The presence of natural compounds with antibacterial activity is widespread in red algae, and a wide range of metabolites have been isolated and characterised. G. verrucosa contains alkaloids, flavonoids, tannins, phenols, steroids, saponins and terpenoids, which have been identified as key antimicrobial compounds (Maftuch et al. 2016). The present study has revealed to light different compounds such as butylated hydroxytoluene, sulfurous acid, 1,2-propanediol, benzeneacetic acid, cyclononasiloxane and tetracosamethyl-cyclododecasiloxane which might be responsible for the antibacterial activity against both the Gram-positive and Gram-negative bacteria tested.
Chemical Analysis
Three chemical quality parameters (pH, TVB-N and TMA-N values) closely related to microbial spoilage were investigated. pH progressively increased (p < 0.05) for all batches as storage time progressed (r2 = 0.77–0.99; Table 3). After day 4, G-0 presented higher pH values than those G-1 and G-2, until day 15 (p < 0.05). The increase in pH values throughout storage period may indicate the formation of secondary amines, i.e., ammonia, TMA-N and other alkaline compounds, mainly derived from bacterial actions. The incorporation of G. verrucosa extracts in the icing medium resulted in better control of alkalisation routes, as compared with the control batches. The pH values correlated with the microbial parameters (r2 = 0.75–0.99), particularly TVPC (r2 = 0.70–0.96). Some earlier investigators noticed similar increases in the pH of Indian mackerel during freezing storage (Sofi et al. 2015; Viji et al. 2016). An inhibition of pH increase as a result of using other natural biopreservative compounds in ice during the chilled storage of marine fish has also been documented (Kaouri and Hassoun 2017; Ozogul et al. 2017).

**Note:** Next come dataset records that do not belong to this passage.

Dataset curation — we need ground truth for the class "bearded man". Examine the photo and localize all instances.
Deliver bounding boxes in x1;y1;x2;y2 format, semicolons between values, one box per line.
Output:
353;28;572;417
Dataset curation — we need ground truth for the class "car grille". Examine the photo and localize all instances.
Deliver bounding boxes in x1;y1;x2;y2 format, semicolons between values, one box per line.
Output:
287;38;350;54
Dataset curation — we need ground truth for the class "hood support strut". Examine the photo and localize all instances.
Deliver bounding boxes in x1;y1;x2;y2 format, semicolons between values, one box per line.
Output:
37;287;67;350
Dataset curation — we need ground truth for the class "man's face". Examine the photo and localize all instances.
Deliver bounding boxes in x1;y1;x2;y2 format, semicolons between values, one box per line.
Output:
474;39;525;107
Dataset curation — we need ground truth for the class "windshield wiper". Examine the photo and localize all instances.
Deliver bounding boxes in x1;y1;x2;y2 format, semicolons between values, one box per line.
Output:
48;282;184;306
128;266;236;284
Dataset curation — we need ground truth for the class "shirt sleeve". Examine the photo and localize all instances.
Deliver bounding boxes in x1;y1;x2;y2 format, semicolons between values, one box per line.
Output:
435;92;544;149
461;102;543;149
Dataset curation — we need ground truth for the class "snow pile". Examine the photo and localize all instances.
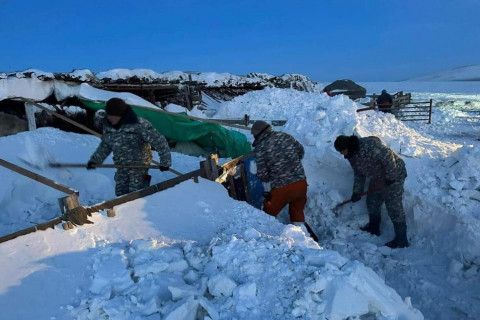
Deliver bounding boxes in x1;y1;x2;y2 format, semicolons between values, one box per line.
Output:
0;87;480;319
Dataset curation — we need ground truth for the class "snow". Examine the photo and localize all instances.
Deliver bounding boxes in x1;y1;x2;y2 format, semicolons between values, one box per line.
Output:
406;65;480;81
0;78;480;319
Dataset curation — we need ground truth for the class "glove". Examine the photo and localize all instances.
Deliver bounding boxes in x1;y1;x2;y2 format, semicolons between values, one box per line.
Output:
87;161;96;170
385;180;395;186
350;192;362;202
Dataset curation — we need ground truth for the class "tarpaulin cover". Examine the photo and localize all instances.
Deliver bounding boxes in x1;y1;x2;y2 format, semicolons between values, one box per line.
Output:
80;99;251;158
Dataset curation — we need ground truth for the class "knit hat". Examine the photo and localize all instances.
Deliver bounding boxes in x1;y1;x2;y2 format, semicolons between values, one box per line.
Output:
334;135;350;152
105;98;128;117
250;120;271;138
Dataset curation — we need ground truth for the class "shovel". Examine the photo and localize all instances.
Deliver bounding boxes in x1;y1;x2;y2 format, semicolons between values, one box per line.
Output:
332;181;385;217
49;163;182;176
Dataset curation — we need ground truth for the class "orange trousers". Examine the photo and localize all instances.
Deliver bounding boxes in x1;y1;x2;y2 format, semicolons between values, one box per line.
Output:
263;180;307;223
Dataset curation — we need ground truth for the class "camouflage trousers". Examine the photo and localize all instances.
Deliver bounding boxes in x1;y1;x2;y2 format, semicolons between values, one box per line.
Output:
367;178;406;223
115;169;150;197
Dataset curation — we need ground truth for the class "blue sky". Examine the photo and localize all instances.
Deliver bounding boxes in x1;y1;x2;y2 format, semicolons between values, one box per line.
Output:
0;0;480;81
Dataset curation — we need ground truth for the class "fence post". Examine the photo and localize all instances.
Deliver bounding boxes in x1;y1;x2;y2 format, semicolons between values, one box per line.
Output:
428;99;432;124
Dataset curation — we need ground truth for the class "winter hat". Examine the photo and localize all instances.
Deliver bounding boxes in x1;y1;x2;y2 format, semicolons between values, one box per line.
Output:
250;120;271;138
334;135;350;152
105;98;128;117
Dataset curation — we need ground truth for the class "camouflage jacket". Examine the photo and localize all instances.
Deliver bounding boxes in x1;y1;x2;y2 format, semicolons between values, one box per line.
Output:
348;136;407;193
90;109;172;167
253;129;306;188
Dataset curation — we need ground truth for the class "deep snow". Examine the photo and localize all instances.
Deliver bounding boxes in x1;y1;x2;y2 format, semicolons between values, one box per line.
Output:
0;76;480;319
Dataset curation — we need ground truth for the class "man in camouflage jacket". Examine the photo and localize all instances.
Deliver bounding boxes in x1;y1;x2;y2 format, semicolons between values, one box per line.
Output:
251;121;318;241
335;135;408;248
87;98;171;196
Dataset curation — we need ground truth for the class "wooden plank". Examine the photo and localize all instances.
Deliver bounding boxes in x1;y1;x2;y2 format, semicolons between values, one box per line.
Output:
216;119;287;127
0;159;78;194
19;98;102;137
78;169;205;213
50;163;158;169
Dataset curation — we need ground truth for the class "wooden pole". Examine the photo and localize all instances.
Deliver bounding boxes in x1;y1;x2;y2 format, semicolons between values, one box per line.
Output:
428;99;432;124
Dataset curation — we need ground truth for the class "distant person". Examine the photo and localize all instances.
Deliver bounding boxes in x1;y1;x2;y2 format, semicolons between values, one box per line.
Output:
334;135;408;249
377;90;393;113
87;98;171;196
251;121;318;241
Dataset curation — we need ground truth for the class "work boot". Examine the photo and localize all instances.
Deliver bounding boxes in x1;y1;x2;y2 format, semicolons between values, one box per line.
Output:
385;222;408;249
305;222;318;242
360;216;380;236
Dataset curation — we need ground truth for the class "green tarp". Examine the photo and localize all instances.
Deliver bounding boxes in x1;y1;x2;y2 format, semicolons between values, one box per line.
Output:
80;100;251;158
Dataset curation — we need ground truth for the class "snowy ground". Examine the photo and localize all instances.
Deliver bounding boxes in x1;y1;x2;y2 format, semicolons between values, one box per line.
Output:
0;84;480;319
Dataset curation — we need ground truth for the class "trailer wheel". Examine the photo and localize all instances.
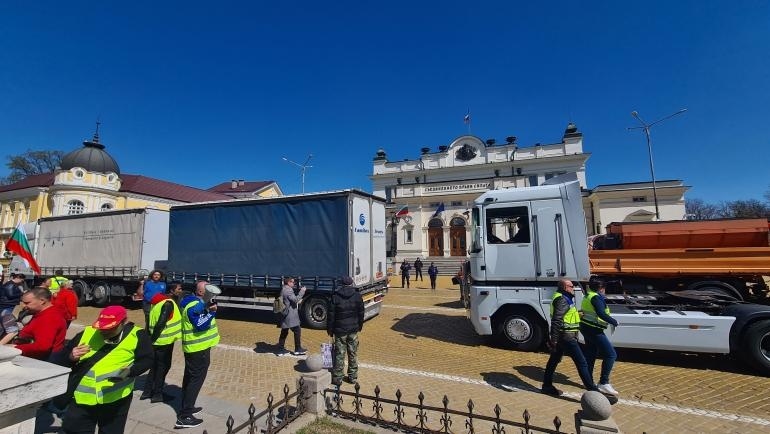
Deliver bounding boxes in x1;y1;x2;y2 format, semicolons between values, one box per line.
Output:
497;312;545;351
302;297;329;330
741;320;770;376
91;282;110;307
72;279;88;306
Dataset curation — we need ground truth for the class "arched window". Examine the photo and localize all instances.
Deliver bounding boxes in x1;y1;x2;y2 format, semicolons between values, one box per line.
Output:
67;200;86;215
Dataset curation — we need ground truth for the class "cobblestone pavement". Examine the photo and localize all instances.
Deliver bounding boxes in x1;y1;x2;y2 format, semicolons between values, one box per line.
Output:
69;278;770;433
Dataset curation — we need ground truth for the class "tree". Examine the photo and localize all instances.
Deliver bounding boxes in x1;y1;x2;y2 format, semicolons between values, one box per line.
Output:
0;150;64;184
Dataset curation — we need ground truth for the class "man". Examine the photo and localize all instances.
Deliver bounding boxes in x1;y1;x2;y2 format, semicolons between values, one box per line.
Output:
174;280;219;428
401;259;412;288
139;285;182;403
62;306;152;434
8;288;67;360
541;279;597;396
414;258;422;282
326;276;364;386
278;277;307;356
580;277;618;395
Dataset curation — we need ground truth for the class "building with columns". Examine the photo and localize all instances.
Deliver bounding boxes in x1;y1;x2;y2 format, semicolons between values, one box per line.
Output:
370;123;687;262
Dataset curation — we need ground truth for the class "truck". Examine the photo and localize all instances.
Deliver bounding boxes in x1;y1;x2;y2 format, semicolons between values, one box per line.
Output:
461;174;770;375
35;208;169;306
167;189;388;328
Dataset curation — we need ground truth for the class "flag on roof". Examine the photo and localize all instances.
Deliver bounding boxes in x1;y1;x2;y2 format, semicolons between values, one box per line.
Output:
396;205;409;217
431;202;444;218
5;222;40;274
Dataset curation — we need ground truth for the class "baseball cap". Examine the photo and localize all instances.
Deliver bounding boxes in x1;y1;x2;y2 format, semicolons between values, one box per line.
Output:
92;306;127;330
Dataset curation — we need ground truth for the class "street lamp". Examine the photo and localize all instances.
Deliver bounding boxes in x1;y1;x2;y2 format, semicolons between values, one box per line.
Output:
281;154;313;193
628;109;687;220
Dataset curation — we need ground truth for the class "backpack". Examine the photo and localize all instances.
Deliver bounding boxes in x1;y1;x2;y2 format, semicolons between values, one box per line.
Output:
273;294;286;314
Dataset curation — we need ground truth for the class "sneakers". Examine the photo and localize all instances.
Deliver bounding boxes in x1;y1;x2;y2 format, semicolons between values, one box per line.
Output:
540;385;562;396
174;416;203;429
597;383;619;396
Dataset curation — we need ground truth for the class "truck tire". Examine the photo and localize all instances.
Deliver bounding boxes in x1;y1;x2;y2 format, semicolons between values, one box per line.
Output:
91;282;110;307
497;312;545;351
741;320;770;376
72;279;89;306
302;296;329;330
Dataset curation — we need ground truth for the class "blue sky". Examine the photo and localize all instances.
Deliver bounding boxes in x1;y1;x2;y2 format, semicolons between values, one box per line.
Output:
0;0;770;202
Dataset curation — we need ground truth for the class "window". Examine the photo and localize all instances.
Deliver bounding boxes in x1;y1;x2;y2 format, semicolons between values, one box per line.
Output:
486;206;530;244
67;200;86;215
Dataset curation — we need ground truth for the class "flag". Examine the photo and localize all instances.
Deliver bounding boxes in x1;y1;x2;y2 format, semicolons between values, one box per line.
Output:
431;202;444;218
5;222;40;274
396;205;409;217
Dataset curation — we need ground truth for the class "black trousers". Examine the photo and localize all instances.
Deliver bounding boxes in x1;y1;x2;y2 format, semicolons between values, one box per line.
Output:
62;394;133;434
278;326;302;351
144;343;174;395
179;348;211;418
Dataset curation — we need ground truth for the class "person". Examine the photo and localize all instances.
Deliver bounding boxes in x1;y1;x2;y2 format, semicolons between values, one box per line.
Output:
136;270;166;329
174;280;219;428
8;288;67;360
0;273;26;315
541;279;597;396
46;268;69;294
580;277;618;395
326;276;364;386
414;258;422;282
51;280;78;328
278;277;307;356
139;285;182;403
428;262;438;292
401;259;412;288
54;306;152;434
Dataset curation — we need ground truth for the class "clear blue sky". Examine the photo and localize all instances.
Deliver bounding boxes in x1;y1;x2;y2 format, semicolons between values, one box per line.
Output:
0;0;770;202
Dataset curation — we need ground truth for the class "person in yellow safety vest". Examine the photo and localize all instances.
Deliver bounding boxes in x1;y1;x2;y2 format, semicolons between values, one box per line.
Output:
541;279;597;396
580;277;618;395
62;306;152;434
139;284;182;403
48;269;69;294
174;281;219;428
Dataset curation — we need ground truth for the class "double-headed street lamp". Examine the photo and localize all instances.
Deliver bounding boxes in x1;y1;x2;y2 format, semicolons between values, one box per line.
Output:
628;109;687;220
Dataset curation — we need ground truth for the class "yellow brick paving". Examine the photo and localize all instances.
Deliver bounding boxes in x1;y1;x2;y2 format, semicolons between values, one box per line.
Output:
70;278;770;433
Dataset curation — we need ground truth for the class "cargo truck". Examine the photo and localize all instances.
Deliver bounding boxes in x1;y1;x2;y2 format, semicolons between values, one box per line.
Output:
461;175;770;375
35;208;169;306
168;190;387;328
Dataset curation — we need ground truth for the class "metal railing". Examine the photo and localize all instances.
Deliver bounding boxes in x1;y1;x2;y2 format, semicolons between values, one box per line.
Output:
324;383;562;434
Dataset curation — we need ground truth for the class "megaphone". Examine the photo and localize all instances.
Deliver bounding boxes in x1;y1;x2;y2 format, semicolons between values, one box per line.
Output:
203;283;222;304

TVB-N is a quality indicator of freshness, which is a measurement of basic volatile compounds recovered by distilling fish muscle, or extracts of fish muscle, under alkaline conditions (Howgate 2010). The concentration of TVB-N in freshly caught fish is typically between 10 and 20 mg/100 g, whereas depending on fish species, levels of 25–35 mg/100 g in fish are considered as the acceptable limit for ice stored fish (EC Commission Regulation 1022/ 2008).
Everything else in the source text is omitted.